« Le jeune Bacchus malade » - « Garçon à la corbeille de fruits » - « La Madone des palefreniers » - « Saint Jérôme » - « Saint-Jean-Baptiste » - «David tenant la tête de Goliath »

 

Rome Pinciano Galerie Borghèse David et la tête de Goliath

Un conseil si vous souhaitez visiter les collections de la Villa Borghèse : prenez vos billets à l’avance, par internet, et retenez un créneau horaire pas trop fréquenté. Cela vous évitera une longue queue bien fastidieuse, ou même de devoir faire demi-tour.

C’est à la Villa Borghèse qu’il est possible d’admirer le plus grand nombre de Caravage : « Le jeune Bacchus malade », « Garçon à la corbeille de fruits », « La Madone des palefreniers », « Saint Jérôme », « Saint-Jean-Baptiste », et l’extraordinaire « David tenant la tête de Goliath ».
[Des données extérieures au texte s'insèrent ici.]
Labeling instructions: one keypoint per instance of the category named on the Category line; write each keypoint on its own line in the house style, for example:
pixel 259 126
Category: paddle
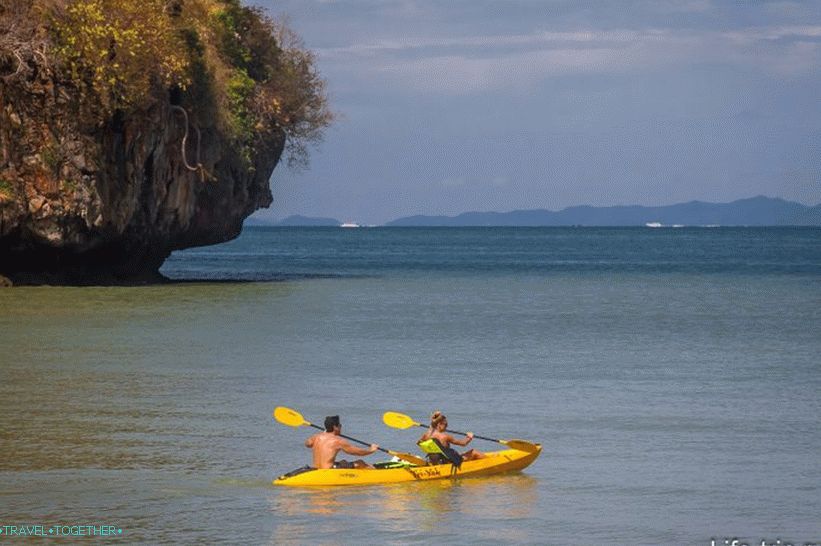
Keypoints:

Tout a été dit de la vie aventureuse du Caravage : son intérêt pour les éphèbes, son amour pour une prostituée, son caractère violent et bagarreur, ses beuveries, ses duels et pour finir l’assassinat de son adversaire dans une partie de jeu de paume ; puis la fuite, la traque dont il fut l’objet de la part du Vatican, la mort enfin, sur une plage de Porto Ercole à une journée de cheval de Rome.

Les œuvres de Caravage, même ses tableautins maniéristes, sont marquées par la violence et la mort. Certaines de ses œuvres sont particulièrement brutales et sanguinaires : Judith tranchant de son glaive la tête d’Holopherne (Palais Barberini), la décollation de Saint-Jean-Baptiste (cathédrale Saint-Jean à Malte), le sacrifice d’Isaac (Les Offices à Florence)… car l’artiste ne fait grâce de rien, il souligne la peur, la cruauté, la souffrance, le sang qui gicle des plaies.

Dans ses œuvres exposées à la galerie Borghèse, il souligne aussi la maladie, le jeune Bacchus malade est d’un jaune cadavérique ; la vieillesse, la Sainte-Anne de la Madone des palefreniers est une personne âgée, ridée, bien loin des canons habituels de sa représentation, Saint Jérôme est un très vieil homme, usé… Même dans « Le garçon à la corbeille de fruits », la déchéance n’est pas loin, dans la corbeille elle-même, par la représentation très réaliste des fruits avec des tâches de tavelure, des feuilles de vigne jaunies, des figues éclatées.

Ce Caravage n’était vraiment pas très fréquentable se moquant bien de la bienséance. Ses modèles de saintes ou de Marie, mère de Jésus, il va les chercher parmi les prostituées ! Sa « Madone des palefreniers » ressemble étonnamment à une courtisane avec qui il était très lié. Ses jeunes garçons sont des éphèbes très ambivalents.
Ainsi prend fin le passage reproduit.